From the 1st to the 25th of march we took part of IsThisIt? Online Residency
During the residency, Fragmentin presented the research behind their upcoming artwork, entitled Obsology. The residency is an opportunity for the artist trio to create a series of digital images which will later be materialised in a printed format or become an inspiration for the production of sculptures for an upcoming exhibition.
Obsology - a neologism coming from a mix of the words obsolescence and archaeology - is an ongoing series of still and animated CGI images on the topic of Post-digital archaeology.
Today, every instant of life is recorded and therefore creates a massive amount of data. Paradoxically the survival of those data - and the knowledge they contain - has become uncertain: the electronic consumer devices we daily use which aggregate our data are made of rare and exhaustible metal while the servers designed to store them are over-consuming energy to cool down and are becoming rapidly obsolete over time.
Will our considerations on issues such as digitalization and climate crisis last ? What traces will be left over for future generations to remember ours ? And in which form? In that context, Obsology uses irony and absurdity to feature different scenarios borrowing their aesthetics from our web era. In landscapes where humans seem to have disappeared, objects or symbols - that have emerged from our digital imagery - are staged or sometimes physically anchored into sustainable and "archeological" materials such as glass, textile, stone, wood, shell, ice, rare metal or magma. This series also underlyingly questions the perennity of Digital Art itself.
The output of the residency took the form of a research blog separated into chapters as well as seven final CGI images (still image, animated or generative video) for an upcoming exhibition.
What would be the last gesture of today Pompei's tourists before death ? (Self-reflection on Magma, 2020) Like an electronic waste dump of obsolete servers, a bunch of shells are left on the sand in a chaotic way. What messages are they trying to send us? (Bivalves data shells, 2020).How consumer electronics themselves will fare in a future affected by catastrophic global warming ? (Iphone needs to cool down before you can use it!, 2020).
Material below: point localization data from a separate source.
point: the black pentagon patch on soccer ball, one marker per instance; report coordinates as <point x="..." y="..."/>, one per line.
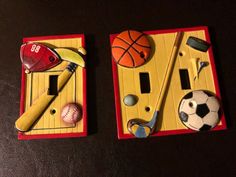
<point x="183" y="116"/>
<point x="205" y="127"/>
<point x="202" y="110"/>
<point x="189" y="95"/>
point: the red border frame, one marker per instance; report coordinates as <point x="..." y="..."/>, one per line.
<point x="120" y="133"/>
<point x="22" y="136"/>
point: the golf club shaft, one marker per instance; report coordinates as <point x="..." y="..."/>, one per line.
<point x="170" y="66"/>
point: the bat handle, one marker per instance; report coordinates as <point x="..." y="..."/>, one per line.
<point x="28" y="118"/>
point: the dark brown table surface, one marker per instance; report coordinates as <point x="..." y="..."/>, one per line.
<point x="101" y="154"/>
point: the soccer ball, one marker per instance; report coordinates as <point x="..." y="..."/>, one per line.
<point x="199" y="110"/>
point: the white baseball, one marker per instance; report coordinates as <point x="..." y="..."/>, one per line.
<point x="71" y="113"/>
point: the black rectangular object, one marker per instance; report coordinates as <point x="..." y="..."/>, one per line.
<point x="144" y="82"/>
<point x="184" y="79"/>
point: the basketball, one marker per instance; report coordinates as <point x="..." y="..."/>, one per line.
<point x="131" y="49"/>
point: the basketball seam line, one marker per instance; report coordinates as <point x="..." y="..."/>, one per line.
<point x="126" y="50"/>
<point x="129" y="47"/>
<point x="128" y="44"/>
<point x="136" y="40"/>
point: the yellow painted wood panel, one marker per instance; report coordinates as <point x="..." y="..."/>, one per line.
<point x="129" y="82"/>
<point x="38" y="82"/>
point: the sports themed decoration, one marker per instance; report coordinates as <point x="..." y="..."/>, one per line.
<point x="55" y="77"/>
<point x="131" y="48"/>
<point x="38" y="57"/>
<point x="199" y="110"/>
<point x="170" y="68"/>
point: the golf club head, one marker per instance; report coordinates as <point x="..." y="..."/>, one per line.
<point x="140" y="128"/>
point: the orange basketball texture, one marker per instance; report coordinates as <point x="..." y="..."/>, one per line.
<point x="131" y="48"/>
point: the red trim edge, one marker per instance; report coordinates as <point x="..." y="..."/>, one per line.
<point x="21" y="135"/>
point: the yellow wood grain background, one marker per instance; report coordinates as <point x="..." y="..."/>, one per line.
<point x="129" y="82"/>
<point x="38" y="82"/>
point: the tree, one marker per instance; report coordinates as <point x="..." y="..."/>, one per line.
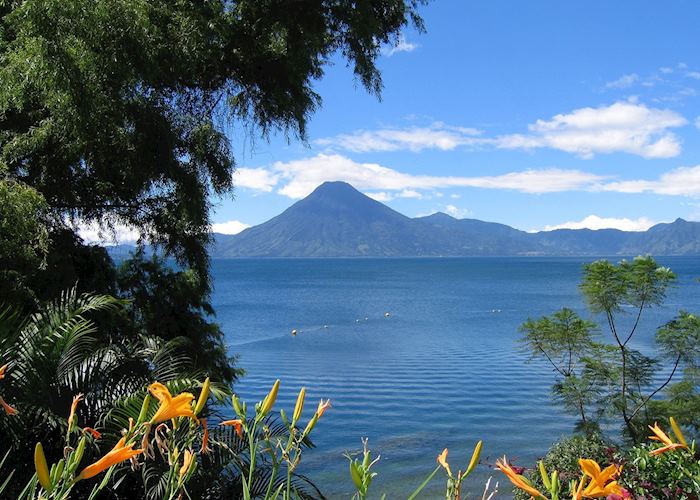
<point x="614" y="380"/>
<point x="116" y="112"/>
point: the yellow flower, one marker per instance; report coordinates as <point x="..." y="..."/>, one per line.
<point x="42" y="469"/>
<point x="74" y="405"/>
<point x="602" y="481"/>
<point x="238" y="424"/>
<point x="518" y="480"/>
<point x="170" y="407"/>
<point x="442" y="460"/>
<point x="119" y="453"/>
<point x="660" y="435"/>
<point x="8" y="409"/>
<point x="186" y="462"/>
<point x="270" y="399"/>
<point x="299" y="407"/>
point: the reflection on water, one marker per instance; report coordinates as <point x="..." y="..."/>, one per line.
<point x="443" y="369"/>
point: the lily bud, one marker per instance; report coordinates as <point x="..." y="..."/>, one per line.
<point x="203" y="396"/>
<point x="42" y="469"/>
<point x="545" y="477"/>
<point x="270" y="399"/>
<point x="475" y="458"/>
<point x="300" y="404"/>
<point x="240" y="410"/>
<point x="145" y="406"/>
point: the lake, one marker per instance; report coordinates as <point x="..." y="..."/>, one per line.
<point x="443" y="369"/>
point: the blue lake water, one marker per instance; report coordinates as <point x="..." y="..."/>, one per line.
<point x="442" y="370"/>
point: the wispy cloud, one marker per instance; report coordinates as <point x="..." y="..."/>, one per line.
<point x="621" y="127"/>
<point x="623" y="82"/>
<point x="684" y="181"/>
<point x="106" y="234"/>
<point x="402" y="45"/>
<point x="596" y="222"/>
<point x="229" y="227"/>
<point x="296" y="179"/>
<point x="624" y="126"/>
<point x="435" y="136"/>
<point x="458" y="213"/>
<point x="258" y="179"/>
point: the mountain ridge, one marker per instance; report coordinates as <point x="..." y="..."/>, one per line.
<point x="336" y="220"/>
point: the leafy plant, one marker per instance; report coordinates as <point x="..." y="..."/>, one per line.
<point x="597" y="381"/>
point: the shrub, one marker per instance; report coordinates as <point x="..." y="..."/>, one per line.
<point x="564" y="457"/>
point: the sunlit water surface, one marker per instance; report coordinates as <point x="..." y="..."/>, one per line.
<point x="444" y="369"/>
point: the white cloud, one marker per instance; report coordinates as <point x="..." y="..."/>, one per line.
<point x="382" y="196"/>
<point x="258" y="179"/>
<point x="402" y="45"/>
<point x="435" y="136"/>
<point x="298" y="178"/>
<point x="596" y="222"/>
<point x="628" y="127"/>
<point x="229" y="227"/>
<point x="684" y="181"/>
<point x="458" y="213"/>
<point x="621" y="127"/>
<point x="623" y="82"/>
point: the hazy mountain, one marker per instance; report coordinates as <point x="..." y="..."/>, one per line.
<point x="336" y="220"/>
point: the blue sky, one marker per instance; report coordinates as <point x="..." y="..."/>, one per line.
<point x="535" y="114"/>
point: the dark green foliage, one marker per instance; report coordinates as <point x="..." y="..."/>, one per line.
<point x="173" y="303"/>
<point x="564" y="455"/>
<point x="23" y="239"/>
<point x="56" y="354"/>
<point x="673" y="475"/>
<point x="116" y="110"/>
<point x="601" y="382"/>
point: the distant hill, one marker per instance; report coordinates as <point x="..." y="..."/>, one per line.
<point x="336" y="220"/>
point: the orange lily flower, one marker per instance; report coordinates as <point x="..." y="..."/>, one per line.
<point x="74" y="406"/>
<point x="119" y="453"/>
<point x="205" y="438"/>
<point x="186" y="462"/>
<point x="170" y="407"/>
<point x="8" y="409"/>
<point x="322" y="407"/>
<point x="518" y="480"/>
<point x="577" y="494"/>
<point x="660" y="435"/>
<point x="442" y="460"/>
<point x="237" y="423"/>
<point x="602" y="481"/>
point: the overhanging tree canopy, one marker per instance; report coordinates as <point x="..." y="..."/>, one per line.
<point x="114" y="109"/>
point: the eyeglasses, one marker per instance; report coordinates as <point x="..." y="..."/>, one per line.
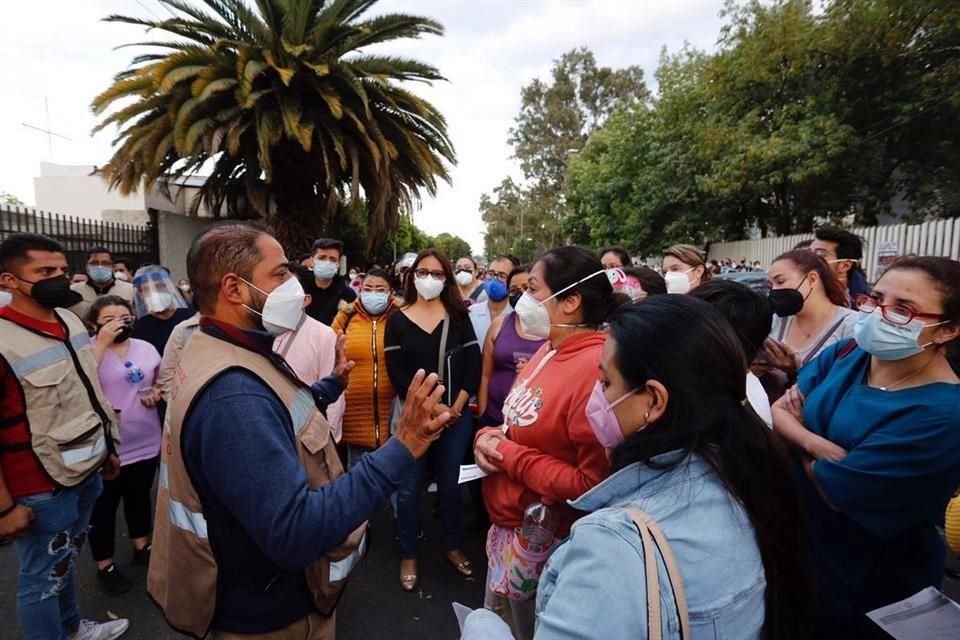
<point x="499" y="275"/>
<point x="436" y="275"/>
<point x="892" y="313"/>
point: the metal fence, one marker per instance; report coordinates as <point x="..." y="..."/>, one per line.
<point x="935" y="238"/>
<point x="77" y="235"/>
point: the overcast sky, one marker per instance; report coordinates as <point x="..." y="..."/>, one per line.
<point x="58" y="50"/>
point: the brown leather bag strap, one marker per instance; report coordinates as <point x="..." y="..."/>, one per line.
<point x="654" y="539"/>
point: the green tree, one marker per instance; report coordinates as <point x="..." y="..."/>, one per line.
<point x="287" y="104"/>
<point x="454" y="247"/>
<point x="555" y="121"/>
<point x="10" y="200"/>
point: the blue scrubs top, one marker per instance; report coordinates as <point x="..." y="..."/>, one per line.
<point x="893" y="486"/>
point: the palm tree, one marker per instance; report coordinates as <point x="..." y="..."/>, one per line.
<point x="284" y="104"/>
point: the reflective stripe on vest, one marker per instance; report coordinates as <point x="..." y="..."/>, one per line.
<point x="49" y="356"/>
<point x="178" y="513"/>
<point x="82" y="454"/>
<point x="340" y="569"/>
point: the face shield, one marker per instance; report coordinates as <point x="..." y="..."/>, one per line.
<point x="155" y="291"/>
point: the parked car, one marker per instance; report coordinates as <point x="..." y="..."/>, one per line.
<point x="756" y="280"/>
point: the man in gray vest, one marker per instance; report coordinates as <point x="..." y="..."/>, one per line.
<point x="56" y="432"/>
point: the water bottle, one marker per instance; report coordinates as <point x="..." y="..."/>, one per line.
<point x="539" y="526"/>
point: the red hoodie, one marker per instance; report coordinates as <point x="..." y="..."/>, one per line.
<point x="550" y="451"/>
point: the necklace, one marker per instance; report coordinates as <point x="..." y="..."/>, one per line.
<point x="905" y="378"/>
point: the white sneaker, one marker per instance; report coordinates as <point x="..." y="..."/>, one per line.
<point x="90" y="630"/>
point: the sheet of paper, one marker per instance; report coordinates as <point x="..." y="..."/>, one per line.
<point x="461" y="611"/>
<point x="927" y="615"/>
<point x="470" y="472"/>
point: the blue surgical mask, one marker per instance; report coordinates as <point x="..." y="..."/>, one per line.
<point x="886" y="341"/>
<point x="375" y="302"/>
<point x="100" y="275"/>
<point x="325" y="270"/>
<point x="497" y="289"/>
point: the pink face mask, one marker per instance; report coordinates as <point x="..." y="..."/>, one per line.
<point x="601" y="417"/>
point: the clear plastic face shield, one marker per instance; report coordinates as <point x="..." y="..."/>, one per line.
<point x="156" y="292"/>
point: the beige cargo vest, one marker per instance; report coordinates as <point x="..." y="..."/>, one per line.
<point x="183" y="573"/>
<point x="68" y="417"/>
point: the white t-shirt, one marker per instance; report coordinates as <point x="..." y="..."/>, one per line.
<point x="757" y="397"/>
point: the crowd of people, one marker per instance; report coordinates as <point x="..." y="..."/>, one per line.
<point x="665" y="451"/>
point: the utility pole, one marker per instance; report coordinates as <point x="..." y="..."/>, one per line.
<point x="50" y="134"/>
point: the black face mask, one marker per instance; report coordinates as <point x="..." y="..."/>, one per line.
<point x="53" y="292"/>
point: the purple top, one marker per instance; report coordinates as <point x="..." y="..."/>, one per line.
<point x="121" y="380"/>
<point x="508" y="349"/>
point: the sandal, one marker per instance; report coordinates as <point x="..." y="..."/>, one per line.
<point x="464" y="567"/>
<point x="408" y="581"/>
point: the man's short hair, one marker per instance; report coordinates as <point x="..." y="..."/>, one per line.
<point x="849" y="245"/>
<point x="98" y="249"/>
<point x="327" y="243"/>
<point x="14" y="249"/>
<point x="230" y="247"/>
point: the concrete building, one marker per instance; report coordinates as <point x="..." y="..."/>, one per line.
<point x="81" y="191"/>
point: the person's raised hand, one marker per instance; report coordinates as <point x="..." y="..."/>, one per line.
<point x="418" y="427"/>
<point x="107" y="334"/>
<point x="342" y="367"/>
<point x="485" y="450"/>
<point x="781" y="356"/>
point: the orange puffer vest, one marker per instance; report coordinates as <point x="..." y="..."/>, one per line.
<point x="369" y="395"/>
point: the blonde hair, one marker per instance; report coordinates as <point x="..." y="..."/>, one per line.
<point x="690" y="255"/>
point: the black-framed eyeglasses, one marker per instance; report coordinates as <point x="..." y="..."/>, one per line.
<point x="892" y="313"/>
<point x="436" y="275"/>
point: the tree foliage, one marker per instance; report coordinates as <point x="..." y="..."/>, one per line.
<point x="800" y="116"/>
<point x="556" y="118"/>
<point x="287" y="104"/>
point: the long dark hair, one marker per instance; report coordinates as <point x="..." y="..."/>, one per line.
<point x="565" y="265"/>
<point x="450" y="297"/>
<point x="691" y="349"/>
<point x="807" y="261"/>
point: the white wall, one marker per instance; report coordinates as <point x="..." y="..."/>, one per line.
<point x="74" y="190"/>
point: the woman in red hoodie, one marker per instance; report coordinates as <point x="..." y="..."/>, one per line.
<point x="546" y="451"/>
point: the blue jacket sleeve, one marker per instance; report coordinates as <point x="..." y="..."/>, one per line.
<point x="239" y="440"/>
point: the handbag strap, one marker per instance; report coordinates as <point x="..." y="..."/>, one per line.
<point x="823" y="340"/>
<point x="444" y="333"/>
<point x="653" y="538"/>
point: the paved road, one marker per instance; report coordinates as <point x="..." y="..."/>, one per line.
<point x="373" y="607"/>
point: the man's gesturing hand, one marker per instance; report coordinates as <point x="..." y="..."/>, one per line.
<point x="417" y="429"/>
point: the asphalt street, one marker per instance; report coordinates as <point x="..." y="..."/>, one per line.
<point x="373" y="607"/>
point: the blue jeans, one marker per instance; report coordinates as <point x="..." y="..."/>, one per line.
<point x="446" y="455"/>
<point x="46" y="594"/>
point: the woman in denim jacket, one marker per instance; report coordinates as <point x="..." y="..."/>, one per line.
<point x="686" y="449"/>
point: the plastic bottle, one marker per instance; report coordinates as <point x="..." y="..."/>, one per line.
<point x="539" y="526"/>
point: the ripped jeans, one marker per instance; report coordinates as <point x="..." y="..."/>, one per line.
<point x="46" y="592"/>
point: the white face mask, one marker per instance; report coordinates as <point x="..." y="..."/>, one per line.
<point x="428" y="287"/>
<point x="534" y="318"/>
<point x="283" y="308"/>
<point x="533" y="314"/>
<point x="678" y="281"/>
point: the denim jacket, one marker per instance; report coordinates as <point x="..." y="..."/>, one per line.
<point x="594" y="585"/>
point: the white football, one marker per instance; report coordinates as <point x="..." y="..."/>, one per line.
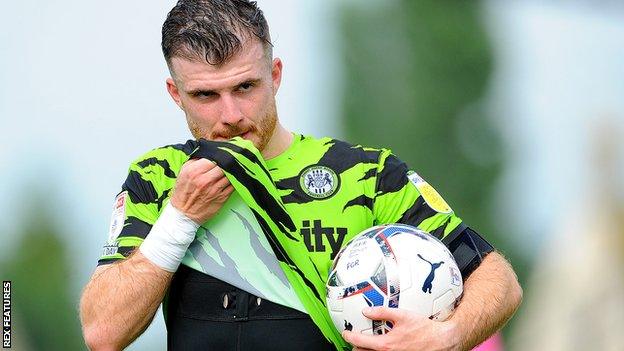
<point x="397" y="266"/>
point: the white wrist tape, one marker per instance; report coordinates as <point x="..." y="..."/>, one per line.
<point x="169" y="238"/>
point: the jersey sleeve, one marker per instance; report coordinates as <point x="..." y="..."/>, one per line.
<point x="402" y="196"/>
<point x="143" y="195"/>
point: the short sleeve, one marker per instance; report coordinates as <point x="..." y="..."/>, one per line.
<point x="402" y="196"/>
<point x="145" y="191"/>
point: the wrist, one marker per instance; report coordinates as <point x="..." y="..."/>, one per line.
<point x="169" y="238"/>
<point x="453" y="335"/>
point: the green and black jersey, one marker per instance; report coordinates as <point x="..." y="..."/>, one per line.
<point x="330" y="190"/>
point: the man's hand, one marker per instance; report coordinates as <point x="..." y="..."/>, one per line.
<point x="201" y="190"/>
<point x="409" y="332"/>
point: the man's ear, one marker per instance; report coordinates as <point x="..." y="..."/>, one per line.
<point x="276" y="74"/>
<point x="174" y="92"/>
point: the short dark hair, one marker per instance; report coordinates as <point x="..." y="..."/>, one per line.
<point x="213" y="30"/>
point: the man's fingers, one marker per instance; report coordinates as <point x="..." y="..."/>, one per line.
<point x="385" y="313"/>
<point x="364" y="341"/>
<point x="222" y="184"/>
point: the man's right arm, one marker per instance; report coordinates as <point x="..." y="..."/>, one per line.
<point x="120" y="301"/>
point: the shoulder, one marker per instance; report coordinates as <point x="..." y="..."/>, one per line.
<point x="343" y="151"/>
<point x="151" y="174"/>
<point x="167" y="159"/>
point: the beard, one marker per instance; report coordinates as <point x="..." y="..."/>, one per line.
<point x="259" y="133"/>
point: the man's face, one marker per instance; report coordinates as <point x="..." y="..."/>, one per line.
<point x="234" y="99"/>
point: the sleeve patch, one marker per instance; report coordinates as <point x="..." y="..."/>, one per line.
<point x="118" y="217"/>
<point x="429" y="194"/>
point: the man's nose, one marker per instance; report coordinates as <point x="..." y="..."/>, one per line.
<point x="231" y="113"/>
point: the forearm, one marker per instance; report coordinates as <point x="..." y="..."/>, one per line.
<point x="491" y="296"/>
<point x="120" y="301"/>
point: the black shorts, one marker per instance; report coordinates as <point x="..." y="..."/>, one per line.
<point x="204" y="313"/>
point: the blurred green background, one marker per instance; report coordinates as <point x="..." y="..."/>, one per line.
<point x="506" y="108"/>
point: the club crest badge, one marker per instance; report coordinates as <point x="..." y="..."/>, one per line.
<point x="319" y="182"/>
<point x="118" y="217"/>
<point x="429" y="194"/>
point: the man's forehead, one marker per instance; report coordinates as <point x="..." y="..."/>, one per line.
<point x="250" y="61"/>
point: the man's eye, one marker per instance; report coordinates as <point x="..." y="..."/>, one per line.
<point x="245" y="86"/>
<point x="203" y="94"/>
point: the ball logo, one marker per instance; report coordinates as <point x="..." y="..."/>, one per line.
<point x="319" y="182"/>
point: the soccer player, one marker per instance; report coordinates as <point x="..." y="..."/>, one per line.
<point x="233" y="231"/>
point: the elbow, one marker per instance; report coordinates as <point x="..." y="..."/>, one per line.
<point x="515" y="293"/>
<point x="96" y="340"/>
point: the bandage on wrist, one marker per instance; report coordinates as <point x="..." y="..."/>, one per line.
<point x="169" y="238"/>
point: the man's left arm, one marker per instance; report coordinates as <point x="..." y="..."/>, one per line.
<point x="491" y="296"/>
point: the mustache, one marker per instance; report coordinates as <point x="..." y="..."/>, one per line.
<point x="231" y="132"/>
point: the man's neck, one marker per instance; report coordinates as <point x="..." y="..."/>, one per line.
<point x="280" y="141"/>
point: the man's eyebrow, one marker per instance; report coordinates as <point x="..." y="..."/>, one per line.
<point x="252" y="81"/>
<point x="201" y="91"/>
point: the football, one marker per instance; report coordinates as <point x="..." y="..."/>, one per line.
<point x="396" y="266"/>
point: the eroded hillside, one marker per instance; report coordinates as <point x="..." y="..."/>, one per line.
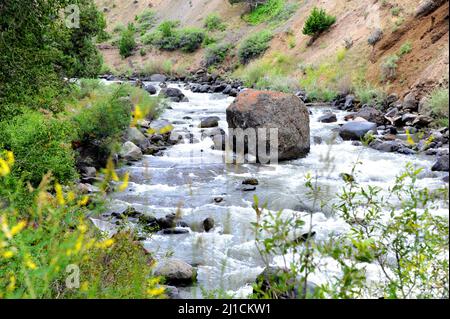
<point x="425" y="64"/>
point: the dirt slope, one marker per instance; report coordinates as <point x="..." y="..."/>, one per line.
<point x="356" y="20"/>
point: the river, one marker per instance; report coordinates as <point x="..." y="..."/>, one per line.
<point x="189" y="176"/>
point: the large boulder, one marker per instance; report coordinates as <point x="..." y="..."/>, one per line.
<point x="253" y="109"/>
<point x="176" y="272"/>
<point x="355" y="130"/>
<point x="371" y="114"/>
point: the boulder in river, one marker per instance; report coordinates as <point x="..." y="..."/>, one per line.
<point x="441" y="164"/>
<point x="176" y="272"/>
<point x="158" y="78"/>
<point x="286" y="113"/>
<point x="210" y="121"/>
<point x="328" y="118"/>
<point x="355" y="130"/>
<point x="173" y="94"/>
<point x="130" y="152"/>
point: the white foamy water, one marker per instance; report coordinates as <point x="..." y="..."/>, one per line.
<point x="189" y="177"/>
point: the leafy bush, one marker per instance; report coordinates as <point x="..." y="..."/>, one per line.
<point x="216" y="53"/>
<point x="44" y="245"/>
<point x="317" y="22"/>
<point x="254" y="46"/>
<point x="41" y="143"/>
<point x="127" y="42"/>
<point x="389" y="67"/>
<point x="168" y="37"/>
<point x="213" y="22"/>
<point x="146" y="20"/>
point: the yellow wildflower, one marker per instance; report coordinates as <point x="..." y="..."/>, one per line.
<point x="30" y="263"/>
<point x="12" y="284"/>
<point x="105" y="244"/>
<point x="83" y="201"/>
<point x="8" y="254"/>
<point x="124" y="185"/>
<point x="155" y="292"/>
<point x="59" y="194"/>
<point x="18" y="228"/>
<point x="84" y="286"/>
<point x="4" y="167"/>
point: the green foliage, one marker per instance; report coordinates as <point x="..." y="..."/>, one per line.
<point x="405" y="49"/>
<point x="213" y="22"/>
<point x="41" y="143"/>
<point x="254" y="46"/>
<point x="168" y="37"/>
<point x="389" y="67"/>
<point x="35" y="56"/>
<point x="216" y="53"/>
<point x="396" y="230"/>
<point x="146" y="20"/>
<point x="43" y="245"/>
<point x="318" y="21"/>
<point x="127" y="42"/>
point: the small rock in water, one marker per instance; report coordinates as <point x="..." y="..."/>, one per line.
<point x="175" y="231"/>
<point x="328" y="118"/>
<point x="176" y="272"/>
<point x="208" y="224"/>
<point x="246" y="188"/>
<point x="250" y="181"/>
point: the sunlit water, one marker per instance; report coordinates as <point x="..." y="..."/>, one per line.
<point x="189" y="176"/>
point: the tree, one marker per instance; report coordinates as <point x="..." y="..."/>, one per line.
<point x="317" y="22"/>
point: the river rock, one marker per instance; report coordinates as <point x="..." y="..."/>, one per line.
<point x="176" y="272"/>
<point x="137" y="137"/>
<point x="150" y="89"/>
<point x="254" y="109"/>
<point x="250" y="181"/>
<point x="328" y="118"/>
<point x="441" y="164"/>
<point x="173" y="94"/>
<point x="210" y="121"/>
<point x="208" y="224"/>
<point x="356" y="130"/>
<point x="371" y="114"/>
<point x="130" y="152"/>
<point x="158" y="78"/>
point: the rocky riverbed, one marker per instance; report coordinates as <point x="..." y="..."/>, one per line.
<point x="194" y="212"/>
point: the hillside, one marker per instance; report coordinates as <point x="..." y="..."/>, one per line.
<point x="355" y="21"/>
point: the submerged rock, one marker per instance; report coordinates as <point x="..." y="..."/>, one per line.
<point x="356" y="130"/>
<point x="176" y="272"/>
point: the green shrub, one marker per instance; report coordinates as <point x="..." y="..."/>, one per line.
<point x="127" y="42"/>
<point x="41" y="143"/>
<point x="405" y="49"/>
<point x="216" y="53"/>
<point x="146" y="20"/>
<point x="264" y="12"/>
<point x="389" y="67"/>
<point x="254" y="46"/>
<point x="190" y="39"/>
<point x="317" y="22"/>
<point x="213" y="22"/>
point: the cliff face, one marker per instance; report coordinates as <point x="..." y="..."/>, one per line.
<point x="426" y="32"/>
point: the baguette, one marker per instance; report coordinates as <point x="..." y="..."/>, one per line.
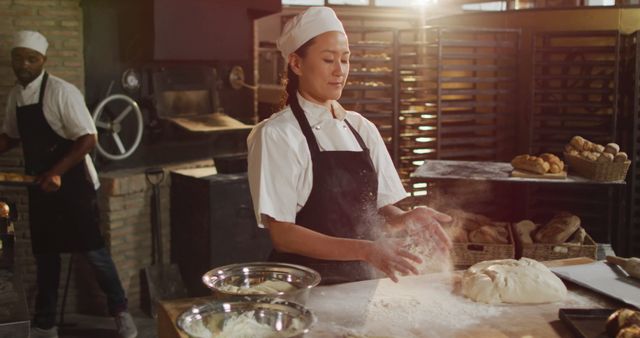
<point x="524" y="230"/>
<point x="489" y="234"/>
<point x="531" y="163"/>
<point x="558" y="230"/>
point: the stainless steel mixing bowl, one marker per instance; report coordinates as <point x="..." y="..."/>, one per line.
<point x="244" y="280"/>
<point x="268" y="318"/>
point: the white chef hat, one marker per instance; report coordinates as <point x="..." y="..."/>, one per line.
<point x="32" y="40"/>
<point x="305" y="26"/>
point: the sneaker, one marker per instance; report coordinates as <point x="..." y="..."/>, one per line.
<point x="126" y="326"/>
<point x="37" y="332"/>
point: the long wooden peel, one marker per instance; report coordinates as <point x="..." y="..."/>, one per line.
<point x="629" y="265"/>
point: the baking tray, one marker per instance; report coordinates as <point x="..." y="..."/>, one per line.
<point x="586" y="323"/>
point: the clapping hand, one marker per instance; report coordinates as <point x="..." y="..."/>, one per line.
<point x="424" y="224"/>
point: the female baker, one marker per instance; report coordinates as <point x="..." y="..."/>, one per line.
<point x="321" y="178"/>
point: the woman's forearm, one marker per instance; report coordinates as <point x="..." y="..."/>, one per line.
<point x="292" y="238"/>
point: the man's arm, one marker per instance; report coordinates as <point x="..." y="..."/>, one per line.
<point x="51" y="180"/>
<point x="6" y="143"/>
<point x="386" y="255"/>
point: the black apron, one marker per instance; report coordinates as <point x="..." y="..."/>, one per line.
<point x="65" y="220"/>
<point x="342" y="203"/>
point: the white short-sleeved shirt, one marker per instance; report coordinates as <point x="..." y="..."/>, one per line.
<point x="64" y="109"/>
<point x="280" y="167"/>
Carved into a tree trunk, the text “Stop 5G” and the pictogram “Boycott 5G” form a relic of the past that highlights the forgotten tension between technological progress and environmental protection. (Stop 5G, 2020).Retrieved from remaining icy landscapes of the arctic, frozen wires, evidence of an ubiquitous and intricate connectivity, indicates a thirst for bandwidth (Global wiring, 2020).Printed on a parachute canvas, an emoji - from the whatsapp application - representing an overheated face, seems to be at the mercy of the wind and the heat escaping from the ventilation tube of the building. (Overheatedface.png) Could the inlaying of Captcha and QR code into resistant material such as galvanized steel be a way to conserve and transmit our web imagery to the future generation ? (Hyperhighway, 2020).